24-27 Mar 2022 Berkeley (United States)

Call for papers

The important place of music in world tourism is still not a widely researched topic. The first published volume on the topic was Kanko to Ongaku [Tourism and Music] edited by Prof. Shuzo Ishimori in cooperation with the Department of Musical Research at Japan’s National Museum of Ethnology in Osaka (see Lie and Abelmann 1992). As the Japanese scholars could not find enough contributions to complete their book, they included three works by Berkeley anthropology students (graduates Yvonne Daniel and Sandra Smith, and undergraduate Allison Powell, working under the supervision of N. Graburn). Daniel (1995, 2011), went on to be an important leader in this field.

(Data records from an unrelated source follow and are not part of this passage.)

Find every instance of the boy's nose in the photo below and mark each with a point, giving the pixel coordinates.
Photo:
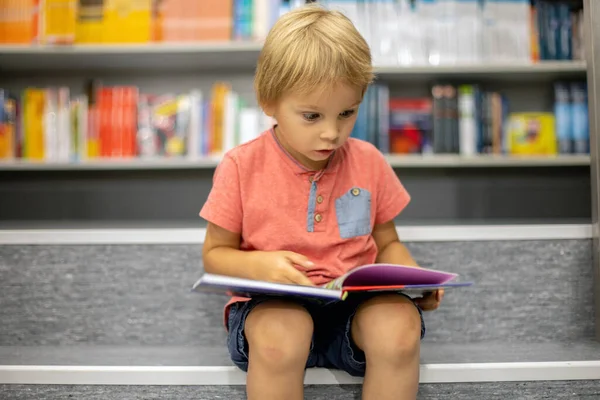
(330, 135)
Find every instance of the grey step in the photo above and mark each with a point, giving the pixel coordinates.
(431, 354)
(440, 363)
(568, 390)
(138, 295)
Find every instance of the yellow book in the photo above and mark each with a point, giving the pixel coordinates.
(531, 133)
(33, 117)
(89, 24)
(58, 21)
(127, 21)
(7, 126)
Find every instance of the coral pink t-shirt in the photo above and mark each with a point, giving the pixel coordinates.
(261, 192)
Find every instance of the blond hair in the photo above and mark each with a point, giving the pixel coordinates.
(311, 47)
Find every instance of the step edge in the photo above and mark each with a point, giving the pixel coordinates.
(433, 233)
(230, 376)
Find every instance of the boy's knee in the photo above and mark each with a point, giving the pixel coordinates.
(388, 328)
(279, 335)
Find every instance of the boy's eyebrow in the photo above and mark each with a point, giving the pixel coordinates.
(317, 107)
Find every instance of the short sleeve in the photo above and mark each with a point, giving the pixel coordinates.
(391, 195)
(223, 206)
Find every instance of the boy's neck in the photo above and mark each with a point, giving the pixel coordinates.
(304, 161)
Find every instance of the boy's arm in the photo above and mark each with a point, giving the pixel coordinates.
(389, 248)
(221, 254)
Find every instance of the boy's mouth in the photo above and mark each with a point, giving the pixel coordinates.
(324, 153)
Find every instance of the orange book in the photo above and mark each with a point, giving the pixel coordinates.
(58, 20)
(219, 93)
(18, 21)
(104, 121)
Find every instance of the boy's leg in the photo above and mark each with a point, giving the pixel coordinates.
(279, 337)
(388, 329)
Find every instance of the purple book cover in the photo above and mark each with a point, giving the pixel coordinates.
(388, 274)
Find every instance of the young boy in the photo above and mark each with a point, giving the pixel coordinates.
(304, 203)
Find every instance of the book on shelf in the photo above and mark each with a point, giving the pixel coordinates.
(125, 122)
(400, 32)
(371, 278)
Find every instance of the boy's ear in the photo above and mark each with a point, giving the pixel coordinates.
(268, 109)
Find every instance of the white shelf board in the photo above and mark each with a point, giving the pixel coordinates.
(397, 161)
(228, 375)
(238, 55)
(457, 233)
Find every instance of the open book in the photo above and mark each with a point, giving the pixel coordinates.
(412, 281)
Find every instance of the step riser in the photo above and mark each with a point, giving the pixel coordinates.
(434, 373)
(139, 294)
(463, 391)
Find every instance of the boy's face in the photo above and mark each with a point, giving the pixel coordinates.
(311, 126)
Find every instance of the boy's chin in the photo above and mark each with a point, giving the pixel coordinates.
(317, 155)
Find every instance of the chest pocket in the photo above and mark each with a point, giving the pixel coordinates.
(353, 212)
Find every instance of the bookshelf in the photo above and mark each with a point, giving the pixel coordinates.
(446, 186)
(396, 161)
(242, 56)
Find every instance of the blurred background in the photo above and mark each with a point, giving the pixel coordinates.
(119, 110)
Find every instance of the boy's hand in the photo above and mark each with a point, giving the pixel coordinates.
(431, 301)
(278, 266)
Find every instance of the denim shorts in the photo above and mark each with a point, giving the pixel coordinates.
(332, 345)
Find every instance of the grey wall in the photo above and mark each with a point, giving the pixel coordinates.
(455, 195)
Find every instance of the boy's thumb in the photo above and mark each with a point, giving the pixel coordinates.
(299, 259)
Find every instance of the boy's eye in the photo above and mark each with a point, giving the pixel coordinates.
(347, 113)
(310, 116)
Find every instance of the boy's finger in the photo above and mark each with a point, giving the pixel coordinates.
(299, 278)
(299, 259)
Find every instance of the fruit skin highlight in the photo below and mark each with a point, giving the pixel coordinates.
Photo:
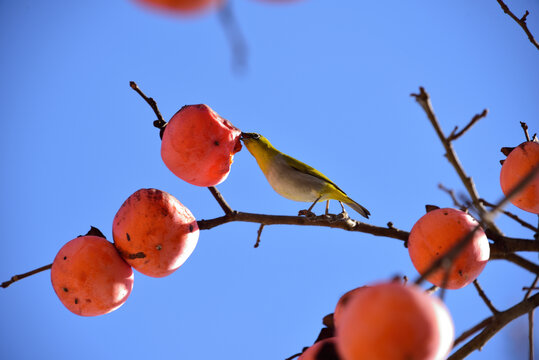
(154, 232)
(391, 321)
(198, 145)
(90, 277)
(185, 7)
(436, 233)
(518, 164)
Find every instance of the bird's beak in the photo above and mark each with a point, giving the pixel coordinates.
(248, 136)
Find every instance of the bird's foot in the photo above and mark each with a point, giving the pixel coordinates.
(343, 215)
(306, 213)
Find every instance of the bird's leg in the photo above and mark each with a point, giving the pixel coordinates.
(308, 212)
(343, 213)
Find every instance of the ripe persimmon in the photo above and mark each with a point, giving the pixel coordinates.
(323, 349)
(90, 277)
(198, 145)
(391, 321)
(154, 232)
(435, 234)
(520, 161)
(181, 6)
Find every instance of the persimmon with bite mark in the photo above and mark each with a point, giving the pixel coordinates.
(154, 232)
(198, 145)
(90, 277)
(520, 161)
(435, 234)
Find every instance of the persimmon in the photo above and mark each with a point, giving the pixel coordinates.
(520, 161)
(323, 349)
(181, 6)
(392, 321)
(342, 303)
(154, 232)
(198, 145)
(435, 234)
(90, 277)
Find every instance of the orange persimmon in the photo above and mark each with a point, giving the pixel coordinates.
(180, 6)
(436, 233)
(154, 232)
(198, 145)
(520, 161)
(392, 321)
(90, 277)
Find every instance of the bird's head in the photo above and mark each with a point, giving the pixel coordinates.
(257, 145)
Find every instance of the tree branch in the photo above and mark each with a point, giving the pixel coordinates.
(15, 278)
(423, 99)
(521, 22)
(497, 323)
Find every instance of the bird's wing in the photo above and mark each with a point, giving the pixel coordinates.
(306, 169)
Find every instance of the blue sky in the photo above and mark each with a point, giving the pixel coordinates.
(327, 83)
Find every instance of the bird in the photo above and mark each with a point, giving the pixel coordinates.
(294, 179)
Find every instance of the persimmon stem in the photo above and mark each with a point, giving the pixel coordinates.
(15, 278)
(160, 123)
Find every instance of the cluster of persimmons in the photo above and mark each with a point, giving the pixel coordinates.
(155, 234)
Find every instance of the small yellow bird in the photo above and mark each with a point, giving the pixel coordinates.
(293, 179)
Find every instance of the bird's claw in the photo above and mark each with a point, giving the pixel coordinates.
(306, 213)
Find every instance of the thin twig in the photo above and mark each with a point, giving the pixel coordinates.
(525, 128)
(530, 320)
(521, 22)
(259, 235)
(498, 322)
(485, 298)
(517, 260)
(160, 123)
(511, 215)
(466, 334)
(234, 36)
(455, 135)
(487, 217)
(15, 278)
(423, 99)
(221, 200)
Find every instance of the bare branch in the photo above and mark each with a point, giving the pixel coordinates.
(423, 99)
(160, 123)
(221, 200)
(455, 135)
(525, 128)
(235, 36)
(15, 278)
(521, 22)
(511, 215)
(498, 322)
(259, 234)
(485, 298)
(466, 334)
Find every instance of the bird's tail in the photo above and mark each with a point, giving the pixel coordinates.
(358, 208)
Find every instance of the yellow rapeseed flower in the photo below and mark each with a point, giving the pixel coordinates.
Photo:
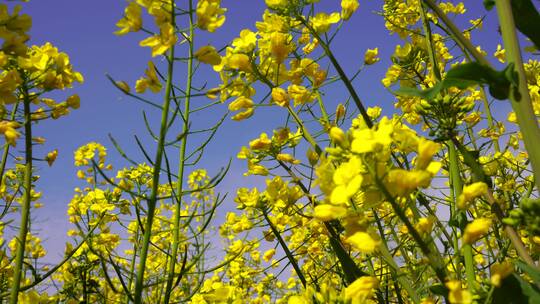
(476, 229)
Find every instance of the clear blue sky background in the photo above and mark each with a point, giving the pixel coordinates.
(84, 30)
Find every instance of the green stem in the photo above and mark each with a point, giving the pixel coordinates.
(181, 167)
(5, 153)
(455, 177)
(340, 71)
(152, 200)
(285, 248)
(25, 206)
(457, 188)
(519, 97)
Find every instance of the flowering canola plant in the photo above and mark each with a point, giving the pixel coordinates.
(435, 203)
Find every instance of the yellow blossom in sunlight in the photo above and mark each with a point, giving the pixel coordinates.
(208, 54)
(476, 230)
(300, 94)
(280, 97)
(276, 4)
(132, 21)
(321, 22)
(348, 7)
(267, 256)
(500, 54)
(424, 225)
(123, 86)
(361, 290)
(426, 150)
(9, 81)
(471, 192)
(210, 15)
(7, 128)
(327, 212)
(369, 140)
(363, 242)
(240, 62)
(51, 157)
(499, 271)
(287, 158)
(373, 112)
(262, 143)
(151, 80)
(280, 46)
(338, 136)
(348, 179)
(73, 101)
(162, 42)
(456, 294)
(403, 182)
(370, 57)
(241, 103)
(246, 42)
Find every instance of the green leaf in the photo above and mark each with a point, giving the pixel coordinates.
(527, 19)
(489, 4)
(428, 94)
(515, 290)
(467, 75)
(532, 272)
(439, 290)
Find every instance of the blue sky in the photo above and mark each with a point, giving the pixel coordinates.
(84, 30)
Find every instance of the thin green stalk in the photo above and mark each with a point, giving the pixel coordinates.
(305, 131)
(18, 272)
(181, 165)
(455, 177)
(519, 97)
(340, 71)
(387, 257)
(522, 106)
(456, 33)
(285, 248)
(457, 187)
(434, 257)
(5, 153)
(152, 200)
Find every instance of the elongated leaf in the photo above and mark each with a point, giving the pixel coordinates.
(527, 20)
(466, 75)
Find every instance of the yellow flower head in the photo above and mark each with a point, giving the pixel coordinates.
(370, 57)
(476, 230)
(210, 15)
(132, 21)
(348, 7)
(321, 22)
(471, 192)
(208, 54)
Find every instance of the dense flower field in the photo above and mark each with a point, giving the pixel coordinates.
(434, 203)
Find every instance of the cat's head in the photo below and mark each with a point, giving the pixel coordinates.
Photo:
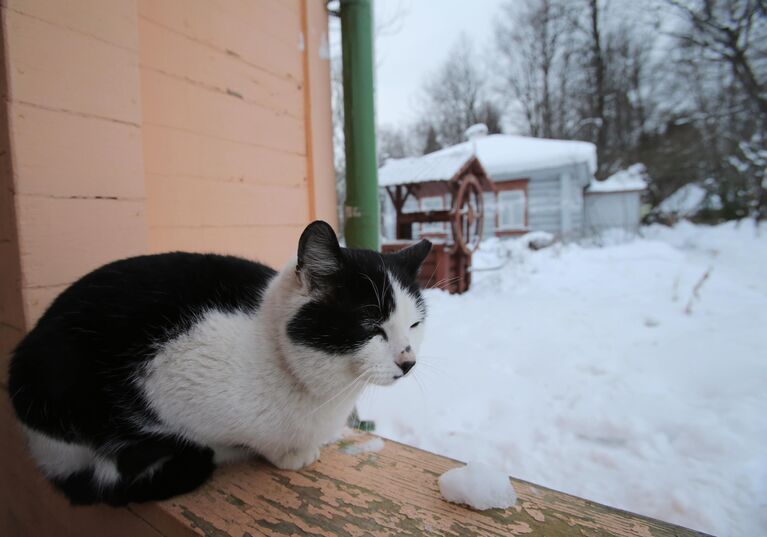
(364, 313)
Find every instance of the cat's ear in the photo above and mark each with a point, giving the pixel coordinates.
(412, 257)
(319, 254)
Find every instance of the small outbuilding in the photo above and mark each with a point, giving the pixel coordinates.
(615, 203)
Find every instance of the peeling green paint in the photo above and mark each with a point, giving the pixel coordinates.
(208, 529)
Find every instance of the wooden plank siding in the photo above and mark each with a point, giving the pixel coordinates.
(229, 105)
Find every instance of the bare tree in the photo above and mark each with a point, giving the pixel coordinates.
(457, 96)
(723, 46)
(530, 40)
(733, 32)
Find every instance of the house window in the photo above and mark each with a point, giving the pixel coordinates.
(432, 203)
(511, 209)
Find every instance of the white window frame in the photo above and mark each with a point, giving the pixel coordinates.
(515, 203)
(432, 203)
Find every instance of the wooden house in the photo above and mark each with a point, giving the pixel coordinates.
(539, 183)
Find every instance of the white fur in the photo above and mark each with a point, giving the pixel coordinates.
(237, 379)
(237, 383)
(55, 457)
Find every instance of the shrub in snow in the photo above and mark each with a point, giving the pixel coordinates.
(479, 486)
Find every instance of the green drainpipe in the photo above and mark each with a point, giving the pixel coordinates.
(361, 209)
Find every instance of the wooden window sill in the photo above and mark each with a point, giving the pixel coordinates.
(390, 492)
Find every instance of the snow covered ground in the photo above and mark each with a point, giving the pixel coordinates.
(596, 371)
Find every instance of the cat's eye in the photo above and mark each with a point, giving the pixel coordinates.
(380, 332)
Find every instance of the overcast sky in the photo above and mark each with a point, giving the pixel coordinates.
(414, 46)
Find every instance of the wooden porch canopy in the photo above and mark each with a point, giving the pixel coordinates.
(458, 174)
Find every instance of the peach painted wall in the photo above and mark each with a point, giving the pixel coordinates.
(134, 126)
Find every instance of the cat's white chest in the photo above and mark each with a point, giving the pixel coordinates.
(220, 384)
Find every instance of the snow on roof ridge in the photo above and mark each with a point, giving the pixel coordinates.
(626, 180)
(501, 155)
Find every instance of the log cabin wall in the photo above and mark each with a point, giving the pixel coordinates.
(135, 126)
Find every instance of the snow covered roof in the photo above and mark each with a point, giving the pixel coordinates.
(688, 200)
(437, 166)
(502, 155)
(630, 179)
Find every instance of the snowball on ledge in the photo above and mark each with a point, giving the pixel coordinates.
(479, 486)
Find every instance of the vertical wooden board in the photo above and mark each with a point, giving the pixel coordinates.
(61, 154)
(317, 57)
(30, 507)
(113, 21)
(173, 54)
(172, 152)
(233, 28)
(178, 104)
(62, 239)
(10, 297)
(53, 67)
(190, 201)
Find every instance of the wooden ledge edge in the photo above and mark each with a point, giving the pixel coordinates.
(393, 491)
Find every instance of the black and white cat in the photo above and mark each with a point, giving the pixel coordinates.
(146, 373)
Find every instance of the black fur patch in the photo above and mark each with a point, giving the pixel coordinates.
(72, 377)
(356, 299)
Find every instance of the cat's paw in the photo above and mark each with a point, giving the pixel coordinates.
(296, 459)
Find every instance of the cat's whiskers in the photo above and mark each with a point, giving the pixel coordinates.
(347, 388)
(420, 386)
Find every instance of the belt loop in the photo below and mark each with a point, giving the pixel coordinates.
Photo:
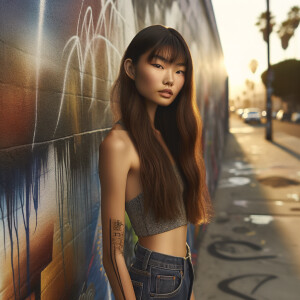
(134, 249)
(188, 255)
(146, 259)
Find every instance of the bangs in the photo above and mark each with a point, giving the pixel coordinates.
(170, 48)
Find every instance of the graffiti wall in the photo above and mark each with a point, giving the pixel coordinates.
(58, 61)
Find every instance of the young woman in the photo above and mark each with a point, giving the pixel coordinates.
(151, 165)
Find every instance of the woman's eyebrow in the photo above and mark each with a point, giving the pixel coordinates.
(167, 61)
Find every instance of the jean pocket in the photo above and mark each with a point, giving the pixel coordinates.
(138, 289)
(165, 282)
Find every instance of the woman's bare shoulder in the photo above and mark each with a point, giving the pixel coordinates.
(116, 144)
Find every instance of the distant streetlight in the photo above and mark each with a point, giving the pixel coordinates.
(270, 78)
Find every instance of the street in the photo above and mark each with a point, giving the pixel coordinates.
(251, 248)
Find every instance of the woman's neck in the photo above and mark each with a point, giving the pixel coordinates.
(151, 109)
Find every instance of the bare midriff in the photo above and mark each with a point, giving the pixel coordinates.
(172, 242)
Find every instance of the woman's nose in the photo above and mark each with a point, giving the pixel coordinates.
(168, 79)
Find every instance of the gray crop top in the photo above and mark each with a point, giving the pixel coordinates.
(145, 224)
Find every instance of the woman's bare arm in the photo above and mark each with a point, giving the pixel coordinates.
(114, 164)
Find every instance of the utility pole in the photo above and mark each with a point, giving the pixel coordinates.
(270, 78)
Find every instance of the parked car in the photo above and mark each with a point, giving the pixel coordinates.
(295, 117)
(283, 115)
(264, 114)
(252, 115)
(240, 112)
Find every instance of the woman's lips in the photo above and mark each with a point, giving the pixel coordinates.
(166, 93)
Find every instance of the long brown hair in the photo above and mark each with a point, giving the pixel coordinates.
(180, 126)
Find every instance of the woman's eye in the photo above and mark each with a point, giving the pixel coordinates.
(157, 65)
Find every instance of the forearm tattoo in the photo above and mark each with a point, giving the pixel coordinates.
(117, 231)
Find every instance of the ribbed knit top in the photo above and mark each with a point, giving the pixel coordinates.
(144, 224)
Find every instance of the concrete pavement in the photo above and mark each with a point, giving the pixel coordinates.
(251, 250)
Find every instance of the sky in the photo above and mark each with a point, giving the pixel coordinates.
(241, 40)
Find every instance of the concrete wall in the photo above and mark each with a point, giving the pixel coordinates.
(58, 60)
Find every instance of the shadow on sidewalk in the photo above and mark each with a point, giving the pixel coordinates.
(293, 153)
(249, 250)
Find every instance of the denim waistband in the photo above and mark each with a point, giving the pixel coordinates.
(149, 257)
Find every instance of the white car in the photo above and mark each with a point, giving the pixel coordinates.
(252, 115)
(295, 117)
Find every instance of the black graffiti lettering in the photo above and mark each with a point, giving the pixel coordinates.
(224, 284)
(219, 248)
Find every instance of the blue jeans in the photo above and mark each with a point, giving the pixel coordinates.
(158, 276)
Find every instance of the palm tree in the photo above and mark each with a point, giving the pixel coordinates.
(287, 28)
(262, 24)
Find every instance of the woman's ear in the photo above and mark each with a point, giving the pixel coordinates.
(129, 68)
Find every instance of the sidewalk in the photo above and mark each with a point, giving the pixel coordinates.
(251, 250)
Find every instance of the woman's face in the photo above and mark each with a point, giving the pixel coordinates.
(159, 81)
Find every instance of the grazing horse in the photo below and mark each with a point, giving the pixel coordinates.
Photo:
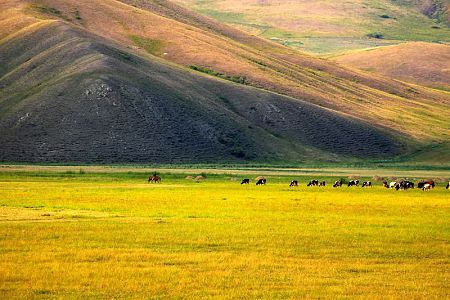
(313, 182)
(367, 184)
(426, 187)
(245, 181)
(406, 185)
(353, 183)
(154, 179)
(261, 181)
(337, 183)
(422, 184)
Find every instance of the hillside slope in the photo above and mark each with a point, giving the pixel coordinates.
(330, 27)
(69, 96)
(420, 63)
(105, 81)
(190, 40)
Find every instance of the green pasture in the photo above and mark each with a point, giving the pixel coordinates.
(102, 234)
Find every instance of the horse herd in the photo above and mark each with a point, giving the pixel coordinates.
(397, 185)
(400, 185)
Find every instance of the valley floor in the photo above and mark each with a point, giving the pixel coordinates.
(97, 233)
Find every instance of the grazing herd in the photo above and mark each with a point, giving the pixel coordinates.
(401, 185)
(424, 185)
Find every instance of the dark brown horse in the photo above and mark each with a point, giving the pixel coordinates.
(154, 179)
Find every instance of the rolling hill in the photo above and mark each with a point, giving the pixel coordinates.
(150, 81)
(330, 27)
(416, 62)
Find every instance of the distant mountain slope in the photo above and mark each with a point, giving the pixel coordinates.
(420, 63)
(69, 96)
(329, 27)
(190, 40)
(104, 81)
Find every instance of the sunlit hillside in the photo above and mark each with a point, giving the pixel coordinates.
(121, 50)
(419, 63)
(325, 27)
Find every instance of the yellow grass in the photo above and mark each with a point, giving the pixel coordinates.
(112, 235)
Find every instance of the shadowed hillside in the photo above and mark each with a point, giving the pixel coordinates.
(194, 41)
(68, 97)
(81, 81)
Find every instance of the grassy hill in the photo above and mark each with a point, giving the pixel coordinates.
(326, 27)
(108, 81)
(416, 62)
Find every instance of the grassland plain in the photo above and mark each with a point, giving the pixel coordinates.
(109, 234)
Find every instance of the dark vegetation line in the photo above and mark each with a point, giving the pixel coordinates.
(237, 79)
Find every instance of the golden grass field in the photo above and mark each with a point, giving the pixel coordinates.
(106, 233)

In the 1990s, the main concerns were:

-Tradition, tourist musics and authenticity, with the assumption that tourism may change, simplify or modernize the ethnic, local music or that it may help revive or preserve those which are under threat from modernity in general. Case studies (e.g. Hawaii, Tahiti) exemplified these and more complex processes of hybridization and other influences.

-Cultural and regional, Identity, nationalism and the politico-economics of music and tourism. Cuba, Kuna (Panama),

-Music as part of the rituals of hospitality, modified to welcome tourist-strangers, Bali, many European folk traditions.

-Travel as a theme in or inspired by music, such as both Japanese and American pop music in the 1950s-70s, and the emergence of global music expanding imaginary horizons.

Since that time, a number of important musicologists have pointed out that as the discipline has changed, the influence of tourism, music camps, itinerant musicians have become regular subjects of research. However, the relation of tourism and music is still a scarce subject within contemporary ethnomusicology[1] and anthropology. This conference intends not only to promote this important field of inquiry, but also to chart ways forward for new research.

The conference “Tourism and Musical Imaginaries 2022” is particularly interested in research which shows the power of music in tourism imaginaries shaping their identity of places as destinations, and the tourist experience, performance and re-imagination at the destination. And, of course, the memory, re-experience and “re-broadcast” of that musical imaginary after the return home. We expect that like some serious tourists or pilgrims, there will be those who wish to keep alive the musical experience by belonging to an organization or frequenting venues where they can experience the music and meet with like-minded tourists afterwards (e.g., Japanese women tourists to Cuba frequent Rumba dance studios back in Tokyo). We also expect that, like lifestyle migrants in Europe (Benson and Osbaldiston 2014), Asia and the Americas, some of the tourists may wish to move and live in the musically attractive venues for some years or even for the rest of their lives.

Themes

The following themes do not mean to be exhaustive. They aim at orienting the papers submission.

- Music and tourist imagination

- Tourism and music events/festivals

- Tourism visits in “music meccas” (Memphis, Liverpool, Ibiza, Tobago…).

- Tourism in music dedicated museums, heritage sites, birth/death/home places of artists, composers or iconic personages.

- Dance related tourism practices (tango, flamenco, samba…)

- Tourism and local music cultures

- Tourism and local agency

- Tourism and the Economics of Culture

- Music induced tourism

- Touristic songs and musics

- Tourism, dancing bodies, and identity imaginaries

- Tourism and Climate Change

- Tourist imaginaries and films,

- Tourism and sound environment

- Music performed for/by tourists

- Music, soundscape and tourism

- Tourist gaze vs. music

- Music and tourist’s memories

- Music, tourism, and political economy

- Music, tourism, and sound technologies

- Music, employment and tourism

- Music, tourism, and globalization

- Music, tourism, and UNESCO

DOWLOAD THE CALL FOR PAPERS

[1] For instance, at the 2018 SEM 2018 Annual Meeting in Albuquerque, NM November 15-18, 2018, not a single paper touched on tourism or travel.